Team Canada looked vulnerable in its 2-1 overtime victory Sunday. Finland gave everyone a blueprint for how to beat the defending Olympic champions—clog the neutral zone, force everything to the boards in the attacking zone and use patience to counterattack for offense.
It's not a new big-ice strategy to use against North American teams more comfortable on smaller ice, but it's one Finland used to near perfection.
That strategy, as well as it worked, might not be enough to prevent Canada from winning gold at the 2014 Sochi Olympics.
There are two problems facing teams that are likely to encounter Canada over the rest of the tournament—they're likely not talented enough to stay with Canada the way Finland did or it may not be a strategy under consideration by a potential opponent.

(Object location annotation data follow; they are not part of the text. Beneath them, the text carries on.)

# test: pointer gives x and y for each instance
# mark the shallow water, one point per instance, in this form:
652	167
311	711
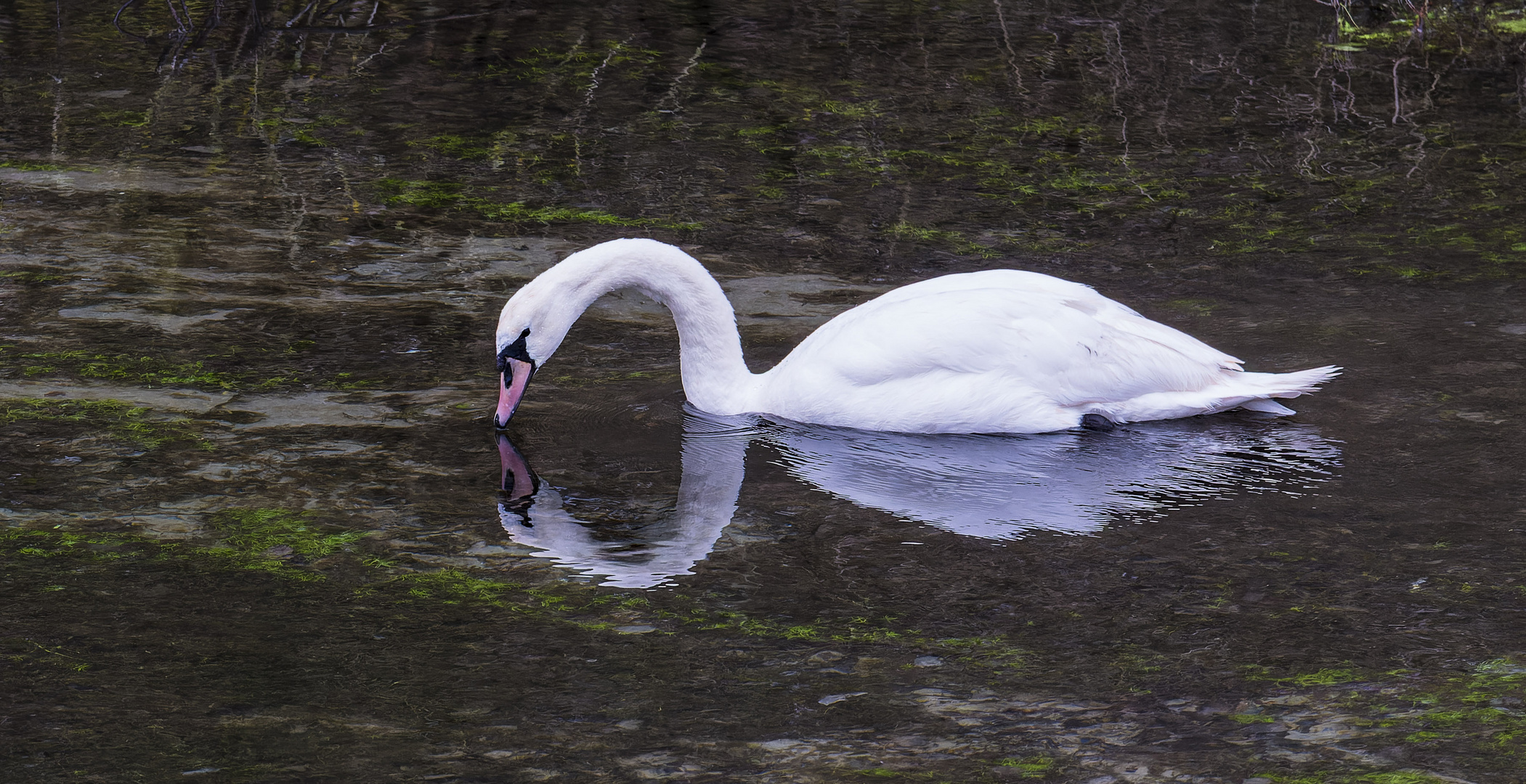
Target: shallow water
257	519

Canada is the No. 3 seed and will face the winner of Tuesday's game between Switzerland and Latvia, with the Swiss very likely to prevail. They've proven themselves to be defensive stalwarts in Sochi, allowing two goals in three games.
The Swiss are a sexy upset pick to eliminate Canada, but it doesn't seem very likely.
While Canada will have two days of rest before taking the ice in the quarterfinals, the Swiss would be playing a second game in two days. Goaltender Jonas Hiller has yet to allow a goal in his two Olympic starts, but—if the Swiss indeed advance—he will be playing back-to-back games for the first time in the tournament and will have to battle fatigue against a fully energized Canadian squad.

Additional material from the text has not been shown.